Deepgram speech-to-text service implementation.

class pipecat.services.deepgram.stt.DeepgramSTTService(*, api_key, url='', base_url='', sample_rate=None, live_options=None, addons=None, **kwargs)[source]

Bases: STTService

Deepgram speech-to-text service.

Provides real-time speech recognition using Deepgram’s WebSocket API. Supports configurable models, languages, VAD events, and various audio processing options.

Parameters:

api_key (str) – Deepgram API key for authentication.
url (str) – Deprecated. Use base_url instead.
base_url (str) – Custom Deepgram API base URL.
sample_rate (int | None) – Audio sample rate. If None, uses default or live_options value.
live_options (deepgram.LiveOptions | None) – Deepgram LiveOptions for detailed configuration.
addons (Dict | None) – Additional Deepgram features to enable.
**kwargs – Additional arguments passed to the parent STTService.

property vad_enabled

Check if Deepgram VAD events are enabled.

Returns:: True if VAD events are enabled in the current settings.

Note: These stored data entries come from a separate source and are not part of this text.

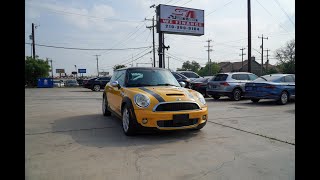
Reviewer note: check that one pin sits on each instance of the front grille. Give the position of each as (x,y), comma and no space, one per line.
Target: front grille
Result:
(169,123)
(178,106)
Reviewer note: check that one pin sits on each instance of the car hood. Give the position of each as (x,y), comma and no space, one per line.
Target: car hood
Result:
(159,94)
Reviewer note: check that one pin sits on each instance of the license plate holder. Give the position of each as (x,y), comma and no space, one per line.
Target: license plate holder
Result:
(180,118)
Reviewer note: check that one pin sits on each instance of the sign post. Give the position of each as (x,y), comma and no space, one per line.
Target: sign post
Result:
(177,20)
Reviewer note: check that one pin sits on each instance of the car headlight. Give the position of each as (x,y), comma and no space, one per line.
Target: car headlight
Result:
(142,100)
(201,98)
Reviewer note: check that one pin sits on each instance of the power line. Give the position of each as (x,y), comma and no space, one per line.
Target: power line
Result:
(271,15)
(185,3)
(228,3)
(130,58)
(87,49)
(284,12)
(92,17)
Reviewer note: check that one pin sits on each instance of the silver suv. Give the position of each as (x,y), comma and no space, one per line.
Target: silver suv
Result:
(229,84)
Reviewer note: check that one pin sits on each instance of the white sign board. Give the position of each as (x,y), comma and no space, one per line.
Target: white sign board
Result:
(181,20)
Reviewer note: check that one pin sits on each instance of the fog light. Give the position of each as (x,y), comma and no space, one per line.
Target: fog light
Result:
(204,117)
(144,120)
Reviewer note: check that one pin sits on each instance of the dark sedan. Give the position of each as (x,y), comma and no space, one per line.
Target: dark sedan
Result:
(182,78)
(200,85)
(280,87)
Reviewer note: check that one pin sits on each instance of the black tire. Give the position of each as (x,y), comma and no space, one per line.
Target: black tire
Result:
(127,112)
(200,126)
(216,97)
(255,100)
(283,99)
(205,94)
(236,94)
(96,87)
(105,110)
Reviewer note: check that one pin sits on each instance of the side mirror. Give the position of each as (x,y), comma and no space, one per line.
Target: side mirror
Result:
(182,84)
(115,84)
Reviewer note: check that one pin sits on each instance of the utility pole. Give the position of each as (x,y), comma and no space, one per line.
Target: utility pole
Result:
(267,59)
(132,61)
(33,43)
(249,35)
(242,56)
(51,68)
(209,60)
(262,38)
(97,64)
(75,66)
(154,53)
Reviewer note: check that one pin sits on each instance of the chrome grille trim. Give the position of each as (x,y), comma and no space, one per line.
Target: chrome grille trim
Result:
(188,102)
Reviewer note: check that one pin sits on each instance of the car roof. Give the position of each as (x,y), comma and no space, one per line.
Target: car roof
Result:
(133,68)
(230,73)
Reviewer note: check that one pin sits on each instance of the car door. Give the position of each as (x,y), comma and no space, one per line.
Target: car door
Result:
(114,94)
(243,79)
(119,91)
(111,92)
(290,85)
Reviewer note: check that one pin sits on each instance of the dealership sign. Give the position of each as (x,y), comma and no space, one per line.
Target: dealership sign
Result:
(82,70)
(60,71)
(180,20)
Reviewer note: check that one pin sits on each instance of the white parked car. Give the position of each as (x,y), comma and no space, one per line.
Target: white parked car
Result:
(58,83)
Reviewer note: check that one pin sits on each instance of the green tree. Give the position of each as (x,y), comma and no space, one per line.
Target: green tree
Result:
(190,66)
(34,69)
(204,71)
(119,66)
(271,71)
(286,57)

can_generate_metrics()[source]

Check if this service can generate processing metrics.

Returns:: True, as Deepgram service supports metrics generation.
Return type:: bool

async set_model(model)[source]

Set the Deepgram model and reconnect.

Parameters:: model (str) – The Deepgram model name to use.

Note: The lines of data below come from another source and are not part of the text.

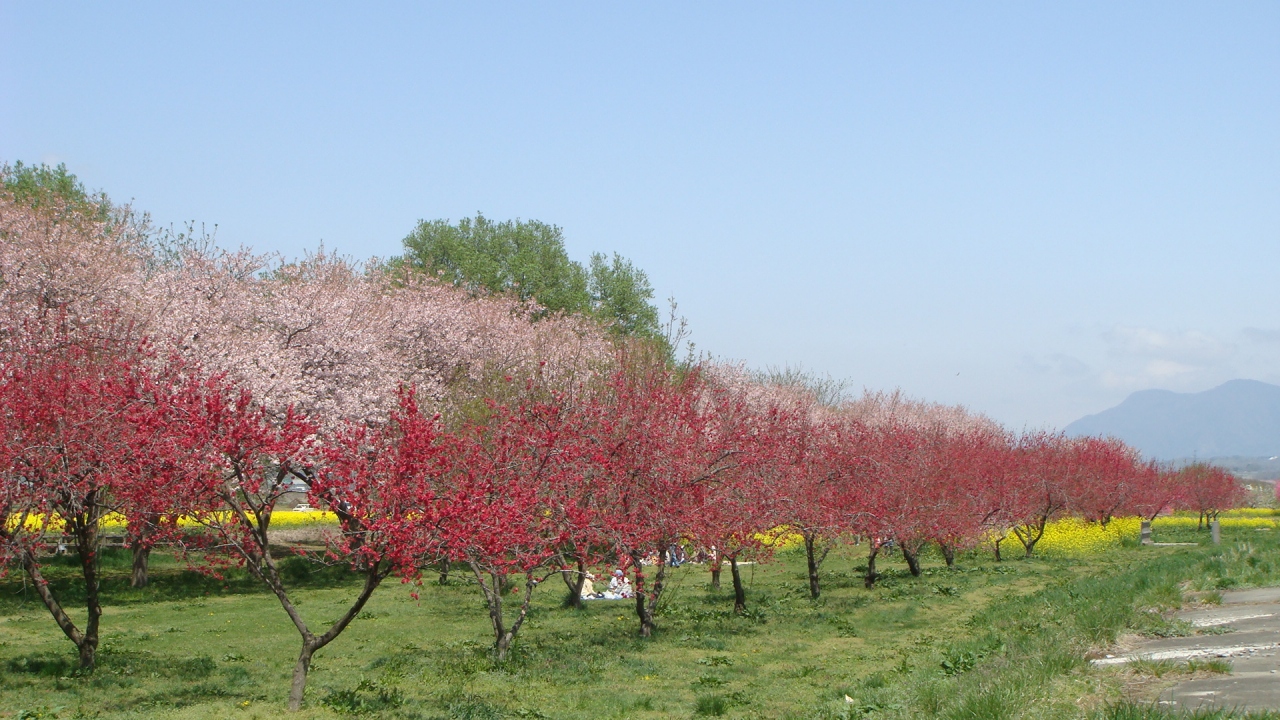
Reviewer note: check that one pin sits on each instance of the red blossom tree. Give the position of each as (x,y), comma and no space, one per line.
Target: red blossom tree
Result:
(658,446)
(82,434)
(1208,490)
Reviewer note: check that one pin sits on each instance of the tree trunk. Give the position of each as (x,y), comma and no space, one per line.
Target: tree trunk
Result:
(1031,534)
(141,559)
(949,554)
(913,561)
(575,582)
(716,568)
(869,580)
(810,541)
(300,675)
(739,591)
(645,600)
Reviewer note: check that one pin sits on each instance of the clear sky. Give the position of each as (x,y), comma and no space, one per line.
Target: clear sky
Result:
(1028,208)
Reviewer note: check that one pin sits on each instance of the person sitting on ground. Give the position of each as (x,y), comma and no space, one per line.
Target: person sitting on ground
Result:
(620,588)
(589,588)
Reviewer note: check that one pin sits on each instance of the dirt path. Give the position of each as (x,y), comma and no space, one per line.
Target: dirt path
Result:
(1252,646)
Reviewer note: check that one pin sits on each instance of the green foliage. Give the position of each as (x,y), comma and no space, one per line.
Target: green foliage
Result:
(41,186)
(621,295)
(528,258)
(1004,641)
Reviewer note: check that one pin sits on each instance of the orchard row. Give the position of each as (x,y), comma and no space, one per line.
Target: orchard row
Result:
(191,392)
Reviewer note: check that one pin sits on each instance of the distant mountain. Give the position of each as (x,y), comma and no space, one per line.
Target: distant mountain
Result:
(1238,418)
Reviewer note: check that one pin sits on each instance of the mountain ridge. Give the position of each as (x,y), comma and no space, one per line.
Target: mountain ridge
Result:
(1237,418)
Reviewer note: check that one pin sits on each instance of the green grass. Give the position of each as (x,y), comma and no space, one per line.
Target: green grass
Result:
(976,642)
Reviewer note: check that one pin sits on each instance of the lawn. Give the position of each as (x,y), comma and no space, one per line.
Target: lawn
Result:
(983,639)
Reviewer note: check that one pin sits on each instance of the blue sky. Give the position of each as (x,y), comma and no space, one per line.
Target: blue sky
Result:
(1031,209)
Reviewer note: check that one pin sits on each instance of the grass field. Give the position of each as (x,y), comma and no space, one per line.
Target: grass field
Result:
(984,639)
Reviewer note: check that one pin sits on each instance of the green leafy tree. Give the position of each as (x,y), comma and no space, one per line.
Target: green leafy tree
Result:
(621,295)
(41,186)
(528,258)
(522,256)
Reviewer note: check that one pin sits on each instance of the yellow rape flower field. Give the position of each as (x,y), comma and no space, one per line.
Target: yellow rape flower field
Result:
(981,639)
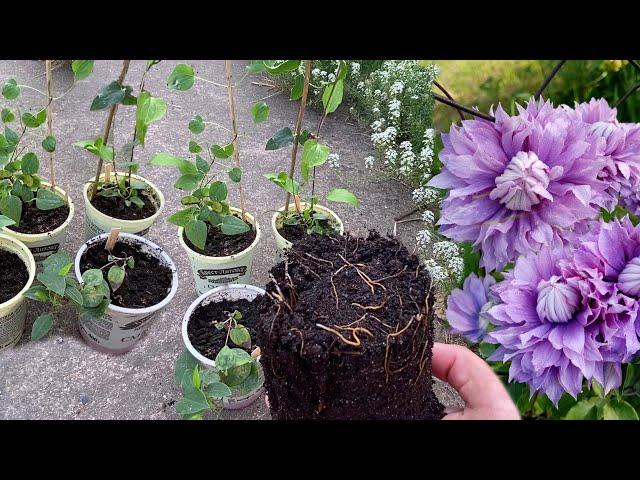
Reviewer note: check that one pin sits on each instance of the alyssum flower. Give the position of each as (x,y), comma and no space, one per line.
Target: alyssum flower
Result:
(520,183)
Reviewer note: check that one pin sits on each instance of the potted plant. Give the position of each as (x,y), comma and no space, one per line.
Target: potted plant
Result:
(302,218)
(142,280)
(219,367)
(346,330)
(121,198)
(16,276)
(41,211)
(220,240)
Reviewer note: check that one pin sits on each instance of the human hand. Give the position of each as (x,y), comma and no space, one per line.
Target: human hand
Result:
(483,393)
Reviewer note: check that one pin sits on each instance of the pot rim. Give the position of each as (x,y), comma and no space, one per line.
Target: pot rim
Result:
(139,239)
(196,303)
(125,223)
(35,237)
(31,268)
(222,259)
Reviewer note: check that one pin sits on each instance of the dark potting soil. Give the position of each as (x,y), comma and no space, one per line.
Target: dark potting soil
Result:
(116,208)
(33,220)
(347,332)
(295,233)
(206,338)
(13,275)
(220,245)
(145,285)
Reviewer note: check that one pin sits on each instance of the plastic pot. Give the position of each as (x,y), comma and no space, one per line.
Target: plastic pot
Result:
(277,220)
(211,272)
(224,292)
(12,312)
(44,244)
(97,223)
(120,328)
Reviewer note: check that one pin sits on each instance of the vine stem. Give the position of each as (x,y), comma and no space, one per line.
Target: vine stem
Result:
(52,172)
(232,113)
(303,104)
(107,128)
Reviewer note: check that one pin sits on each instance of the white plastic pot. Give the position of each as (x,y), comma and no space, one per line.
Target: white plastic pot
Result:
(277,220)
(12,312)
(211,272)
(97,223)
(225,292)
(120,328)
(44,244)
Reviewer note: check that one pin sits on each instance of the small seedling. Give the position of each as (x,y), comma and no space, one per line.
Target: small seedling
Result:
(57,286)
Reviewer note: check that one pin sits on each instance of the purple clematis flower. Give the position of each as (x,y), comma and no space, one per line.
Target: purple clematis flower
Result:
(519,184)
(467,307)
(571,314)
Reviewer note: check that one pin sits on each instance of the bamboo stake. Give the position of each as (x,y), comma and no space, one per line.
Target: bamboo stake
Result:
(232,113)
(107,128)
(52,172)
(303,103)
(112,239)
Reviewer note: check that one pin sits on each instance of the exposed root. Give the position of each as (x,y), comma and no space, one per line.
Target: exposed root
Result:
(354,332)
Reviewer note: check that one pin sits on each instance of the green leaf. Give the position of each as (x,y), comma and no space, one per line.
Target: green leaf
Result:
(53,281)
(217,390)
(92,277)
(618,409)
(332,96)
(34,121)
(298,87)
(218,191)
(48,200)
(196,125)
(41,326)
(115,276)
(182,217)
(148,110)
(314,154)
(195,147)
(583,410)
(11,206)
(222,152)
(181,78)
(196,232)
(240,335)
(275,68)
(232,225)
(201,164)
(187,182)
(39,293)
(82,68)
(30,163)
(5,221)
(49,144)
(185,364)
(235,174)
(167,160)
(281,139)
(108,96)
(344,196)
(7,115)
(260,112)
(10,90)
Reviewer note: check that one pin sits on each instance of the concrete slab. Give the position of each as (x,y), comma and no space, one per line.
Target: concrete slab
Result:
(63,378)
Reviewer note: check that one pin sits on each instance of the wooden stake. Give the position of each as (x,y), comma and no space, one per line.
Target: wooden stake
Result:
(112,239)
(107,128)
(52,172)
(107,173)
(234,127)
(303,103)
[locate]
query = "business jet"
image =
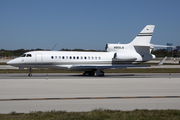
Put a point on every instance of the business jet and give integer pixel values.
(93, 63)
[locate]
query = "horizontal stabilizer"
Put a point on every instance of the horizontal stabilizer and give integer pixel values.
(162, 61)
(152, 45)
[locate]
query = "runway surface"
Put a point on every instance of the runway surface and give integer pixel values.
(74, 92)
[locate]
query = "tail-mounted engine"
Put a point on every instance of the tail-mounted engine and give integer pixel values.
(124, 57)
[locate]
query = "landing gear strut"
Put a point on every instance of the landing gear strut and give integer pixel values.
(30, 72)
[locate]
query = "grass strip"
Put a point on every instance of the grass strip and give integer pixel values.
(138, 70)
(97, 114)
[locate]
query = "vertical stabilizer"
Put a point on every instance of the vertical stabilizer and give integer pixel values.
(144, 37)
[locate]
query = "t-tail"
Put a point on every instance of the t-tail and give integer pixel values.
(137, 50)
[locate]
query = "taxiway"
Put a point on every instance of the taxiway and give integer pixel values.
(135, 91)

async set_language(language)[source]

Set the recognition language and reconnect.

Parameters:: language (Language) – The language to use for speech recognition.

async start(frame)[source]

Start the Deepgram STT service.

Parameters:: frame (StartFrame) – The start frame containing initialization parameters.

async stop(frame)[source]

Stop the Deepgram STT service.

Parameters:: frame (EndFrame) – The end frame.

async cancel(frame)[source]

Cancel the Deepgram STT service.

Parameters:: frame (CancelFrame) – The cancel frame.

async run_stt(audio)[source]

Send audio data to Deepgram for transcription.

Parameters:: audio (bytes) – Raw audio bytes to transcribe.
Yields:: Frame – None (transcription results come via WebSocket callbacks).
Return type:: AsyncGenerator[Frame, None]

async start_metrics()[source]: Start TTFB and processing metrics collection.

async process_frame(frame, direction)[source]

Process frames with Deepgram-specific handling.

Parameters:

frame (Frame) – The frame to process.
direction (FrameDirection) – The direction of frame processing.